I've been wrestling computer technology for the last few days. The internal CD in my desktop machine died. Its an 8 year old machine, in those 8 years the machine hasn't lost any of its functionality, but it has lost 99% of its resale value. Repair or replace? Repair. Found a used CD-ROM in California for $3.99, $6.99 shipping and handling. Installed it this evening.
Once upon a time tools were expensive, beautiful and lasted a lifetime.
|Received a well-deserved note from JD, in essence "where are the updates."
That is all I am working on these days, updates, but they are going to paper instead of pixels.
The Internet is a double-edged sword. Of course a wonderful thing about it is the expense of publishing. The cost is low, very reasonable.
But I am getting on in years, I'd like to eat something other than tuna fish + be able to refresh the technology that I use to capture and preserve images + buy a new ride (my vehicle was made in 1980 Has 267K miles).
People will not buy prints from the Internet. That is smart, like buying a "pig in a poke". They need to see prints in the flesh and then they are willing to spend money.
I have to get my "works on paper" into the hands of people who sell works on paper, that is the long and the short of it.
So gentle reader, are you a gallery owner, are you a book publisher?
Give me a call.
Up late. Technology has been smiting me. I had one . out of place, shut down a section of my website. Took hours to find the problem.
Hurricanes have come and gone.
I have relaxed slightly about the end of silver-gelatin products.
Sophie and I were out walking the tracks, ran into Yoda the cat. Made a digital color picture and yet we live!

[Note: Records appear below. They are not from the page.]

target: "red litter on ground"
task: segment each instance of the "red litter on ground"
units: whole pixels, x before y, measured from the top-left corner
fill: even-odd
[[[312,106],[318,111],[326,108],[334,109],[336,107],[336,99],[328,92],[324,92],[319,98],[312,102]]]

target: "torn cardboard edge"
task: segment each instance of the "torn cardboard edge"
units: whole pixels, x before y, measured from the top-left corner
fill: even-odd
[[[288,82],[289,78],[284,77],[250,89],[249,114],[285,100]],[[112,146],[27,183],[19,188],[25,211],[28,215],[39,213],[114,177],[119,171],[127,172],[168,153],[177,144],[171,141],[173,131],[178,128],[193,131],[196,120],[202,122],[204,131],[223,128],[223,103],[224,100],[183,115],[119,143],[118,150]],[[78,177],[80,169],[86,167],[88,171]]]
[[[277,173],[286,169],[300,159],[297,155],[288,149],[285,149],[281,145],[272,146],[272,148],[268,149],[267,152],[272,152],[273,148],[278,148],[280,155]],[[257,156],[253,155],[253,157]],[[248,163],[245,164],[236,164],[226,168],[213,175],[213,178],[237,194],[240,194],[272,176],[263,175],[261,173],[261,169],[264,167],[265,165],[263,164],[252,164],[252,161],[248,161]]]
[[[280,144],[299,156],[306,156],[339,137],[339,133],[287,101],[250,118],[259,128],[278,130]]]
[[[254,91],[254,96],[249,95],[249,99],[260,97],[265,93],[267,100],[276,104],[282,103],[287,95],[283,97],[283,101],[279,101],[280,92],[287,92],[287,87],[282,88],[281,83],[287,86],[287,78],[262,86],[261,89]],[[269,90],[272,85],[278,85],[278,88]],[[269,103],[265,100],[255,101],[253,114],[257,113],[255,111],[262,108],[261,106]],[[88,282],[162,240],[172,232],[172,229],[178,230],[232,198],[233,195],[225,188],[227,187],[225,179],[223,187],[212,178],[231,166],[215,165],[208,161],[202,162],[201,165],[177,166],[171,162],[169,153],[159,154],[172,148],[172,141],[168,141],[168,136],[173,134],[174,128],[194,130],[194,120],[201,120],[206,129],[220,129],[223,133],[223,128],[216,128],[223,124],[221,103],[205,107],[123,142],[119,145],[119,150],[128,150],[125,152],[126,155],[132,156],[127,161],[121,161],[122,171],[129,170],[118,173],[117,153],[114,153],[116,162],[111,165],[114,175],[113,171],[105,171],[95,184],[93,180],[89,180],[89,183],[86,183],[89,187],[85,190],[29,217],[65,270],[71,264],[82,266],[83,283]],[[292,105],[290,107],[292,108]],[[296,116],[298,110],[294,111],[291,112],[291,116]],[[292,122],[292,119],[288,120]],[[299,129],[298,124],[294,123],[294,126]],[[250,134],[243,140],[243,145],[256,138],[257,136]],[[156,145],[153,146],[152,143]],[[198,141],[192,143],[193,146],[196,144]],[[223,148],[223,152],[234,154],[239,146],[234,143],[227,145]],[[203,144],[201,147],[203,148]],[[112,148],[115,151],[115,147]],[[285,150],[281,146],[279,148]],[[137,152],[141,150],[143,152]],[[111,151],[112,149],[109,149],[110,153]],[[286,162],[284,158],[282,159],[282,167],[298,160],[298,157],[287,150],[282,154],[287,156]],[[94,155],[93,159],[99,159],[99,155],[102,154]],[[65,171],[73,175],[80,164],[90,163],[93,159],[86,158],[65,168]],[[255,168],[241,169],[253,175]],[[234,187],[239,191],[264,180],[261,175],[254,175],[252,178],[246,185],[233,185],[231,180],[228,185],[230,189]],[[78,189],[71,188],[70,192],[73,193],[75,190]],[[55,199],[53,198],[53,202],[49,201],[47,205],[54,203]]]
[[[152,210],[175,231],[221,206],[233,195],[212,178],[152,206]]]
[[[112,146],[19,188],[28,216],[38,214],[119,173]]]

The tools involved with film-based imaging are elegant in their simplicity. I have a camera that can function without batteries, an enlarger that produces prints without software. The tools are relatively inexpensive and they last a lifetime.
August 23rd, the maker of my gelatin-silver photo paper went bankrupt.
I take comfort in the familiar. The sun rises in the east and I am happy.
Silver-based photographic process is an old and familiar friend, its practice a personal sacrament.
The darkroom is a place of refuge, reflection and creation. It is the place I dance.
Enter the news item. My elegant technology is being shot in the head and the life-ring hurled my way is planned obsolescence.
Would I decry the invention of the washing machine.
Oh man, I really miss pounding my clothes on the rocks!
Dont get me wrong. Its thrilling to have the digital tools. They are fine tools.
I carp and gripe because I am a cheap bastard.
I can keep doing what I do, but doing it digitally will cost four times as much per print.
Additionally, massive infusions of cash will be required to keep the image-production hardware and software up to date and to re-archive image files as one form of storage media succumbs to the next.
I have been painting my house. Seems like I have been painting my house forever.